Bella. Gli piaceva il dio del vino, della gioia, del mistero. Non lo faceva trapelare, lo pensavano un
imperatore filosofo, dato anche il suo fisico leggermente malandato. Ma che filosofia, vino e frutti
mare! Ma la statua lo attirava. Si alzò, la osservò meglio. C’era qualcosa che gli sfuggiva. Il dio
aveva la corona di grappoli, subito anche lui arraffò un po’ di grappoli e se la fece; aveva la coppa,
già fatto! E aveva la pantera a fianco. La pantera! E dove la trovava una pantera. E ora? “Per
Giove”, e si scusò per la bestemmia, “e senza pantera che Dioniso sono?”. Ricadde sul letto
amareggiatto si tolse la corona di vino e si sentì solo. Si Dioniso aveva una piccola pantera a fianco
che con la zampa alzata sembrava fare un gesto d’affetto. E lui, chi gli faceva un gesto d’affetto?
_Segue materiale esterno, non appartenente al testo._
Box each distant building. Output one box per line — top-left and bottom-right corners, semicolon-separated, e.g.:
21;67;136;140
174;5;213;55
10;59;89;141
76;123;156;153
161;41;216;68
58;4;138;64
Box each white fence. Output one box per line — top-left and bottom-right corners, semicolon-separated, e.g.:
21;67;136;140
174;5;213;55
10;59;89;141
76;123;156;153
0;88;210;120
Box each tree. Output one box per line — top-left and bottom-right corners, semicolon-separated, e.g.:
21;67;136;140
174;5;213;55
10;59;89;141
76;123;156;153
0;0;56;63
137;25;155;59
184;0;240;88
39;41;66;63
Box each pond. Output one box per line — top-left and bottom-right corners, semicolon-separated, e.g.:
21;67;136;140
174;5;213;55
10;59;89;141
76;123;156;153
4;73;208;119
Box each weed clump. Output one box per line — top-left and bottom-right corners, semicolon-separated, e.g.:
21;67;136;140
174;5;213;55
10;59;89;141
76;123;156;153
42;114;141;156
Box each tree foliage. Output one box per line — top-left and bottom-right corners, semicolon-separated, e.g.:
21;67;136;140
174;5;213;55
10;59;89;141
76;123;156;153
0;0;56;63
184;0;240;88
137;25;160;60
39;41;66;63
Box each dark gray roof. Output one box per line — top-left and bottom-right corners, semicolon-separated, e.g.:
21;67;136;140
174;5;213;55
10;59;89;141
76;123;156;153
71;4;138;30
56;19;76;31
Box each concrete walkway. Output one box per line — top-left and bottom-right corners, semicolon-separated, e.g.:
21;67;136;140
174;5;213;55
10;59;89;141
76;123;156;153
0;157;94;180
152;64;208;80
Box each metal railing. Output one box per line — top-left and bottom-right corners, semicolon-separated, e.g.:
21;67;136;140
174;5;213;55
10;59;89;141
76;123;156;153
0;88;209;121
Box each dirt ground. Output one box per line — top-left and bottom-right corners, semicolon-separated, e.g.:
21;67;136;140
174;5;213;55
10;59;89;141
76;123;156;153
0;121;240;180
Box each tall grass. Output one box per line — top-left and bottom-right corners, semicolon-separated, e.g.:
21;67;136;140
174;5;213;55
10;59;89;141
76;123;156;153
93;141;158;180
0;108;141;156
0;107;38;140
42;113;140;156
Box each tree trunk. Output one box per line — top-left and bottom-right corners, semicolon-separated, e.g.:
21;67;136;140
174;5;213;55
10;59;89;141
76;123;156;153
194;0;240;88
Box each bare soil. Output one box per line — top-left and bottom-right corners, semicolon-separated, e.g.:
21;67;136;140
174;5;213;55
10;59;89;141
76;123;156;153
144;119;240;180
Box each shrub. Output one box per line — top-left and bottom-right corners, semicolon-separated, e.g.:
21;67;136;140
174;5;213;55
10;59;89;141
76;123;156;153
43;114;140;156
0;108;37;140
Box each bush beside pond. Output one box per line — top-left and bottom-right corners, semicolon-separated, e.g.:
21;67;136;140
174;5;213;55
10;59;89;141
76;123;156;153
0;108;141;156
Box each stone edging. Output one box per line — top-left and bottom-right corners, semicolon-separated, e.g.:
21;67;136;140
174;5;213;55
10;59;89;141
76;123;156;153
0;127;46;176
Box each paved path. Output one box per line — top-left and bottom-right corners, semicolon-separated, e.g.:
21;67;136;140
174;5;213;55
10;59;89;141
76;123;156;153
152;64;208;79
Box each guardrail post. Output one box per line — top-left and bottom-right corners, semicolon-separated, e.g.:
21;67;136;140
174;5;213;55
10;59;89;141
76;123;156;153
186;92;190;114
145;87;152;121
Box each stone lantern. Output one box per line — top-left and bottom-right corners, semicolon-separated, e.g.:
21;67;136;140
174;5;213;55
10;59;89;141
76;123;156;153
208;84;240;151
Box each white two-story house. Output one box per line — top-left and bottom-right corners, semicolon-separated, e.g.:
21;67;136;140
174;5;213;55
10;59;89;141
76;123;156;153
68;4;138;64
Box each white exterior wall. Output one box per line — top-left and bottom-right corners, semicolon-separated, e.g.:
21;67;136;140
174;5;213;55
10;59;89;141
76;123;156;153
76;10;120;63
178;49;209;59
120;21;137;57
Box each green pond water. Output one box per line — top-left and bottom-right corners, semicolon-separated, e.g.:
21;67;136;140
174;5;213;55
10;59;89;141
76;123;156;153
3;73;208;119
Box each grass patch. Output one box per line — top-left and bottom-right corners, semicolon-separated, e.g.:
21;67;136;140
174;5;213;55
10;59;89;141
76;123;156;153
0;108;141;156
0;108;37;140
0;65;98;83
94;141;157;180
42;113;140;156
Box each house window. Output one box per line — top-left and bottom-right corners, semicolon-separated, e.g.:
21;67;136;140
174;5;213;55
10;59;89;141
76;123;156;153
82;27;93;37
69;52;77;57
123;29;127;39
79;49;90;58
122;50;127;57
Senza alcuna volontà le lacrime gli appannarono la vista. Non singhiozzava ma leggermente le
lacrime rigavano il volto. Una cosa pelosa vicino alla mano! Caudio schizzò in piedi sul letto … un
topo! No, ma cosa è? Nella semioscurità vedeva solo una piccola massa di pelo che lo osservava dal
basso. Avvicinò una lucerna. Ma era un piccolo gattino. Un bellissimo gattino capitato li chissa
come. Claudio rimase a guardarlo con la bocca aperta fra gusci di frutti di mare, tralci d’uva e coppe
rovesciate. Lo raccolse con delicatezza: era un piccolo gattino nero, un po’ sporco ma con degli
occhi verdi bellissimi. Fece solo un lieve miao allungando la zampetta verso il suo volto, come la
pantera. Come la pantera! Dioniso. Si Dioniso, il suo beneamato Dioniso gli aveva mandato la
pantera, una pantera tutta sua! Posò il gattino sul letto, prese al volo un’orata di Lucrino, una
spigola di mare, staccò un pezzo di carne di maiale e, preparato il lauto piatto, lo portò al gattino.
Gli sminuzzò il pesce e la carne, divertendosi a porgergliele. Si distese sul letto con la sua corona di
tralci d’uva, la sua coppa di falanghina dal vago sapore sulfureo e i suoi frutti di mare. E la sua
pantera che mangiava facendo le fusa. Adesso era anche lui Dioniso.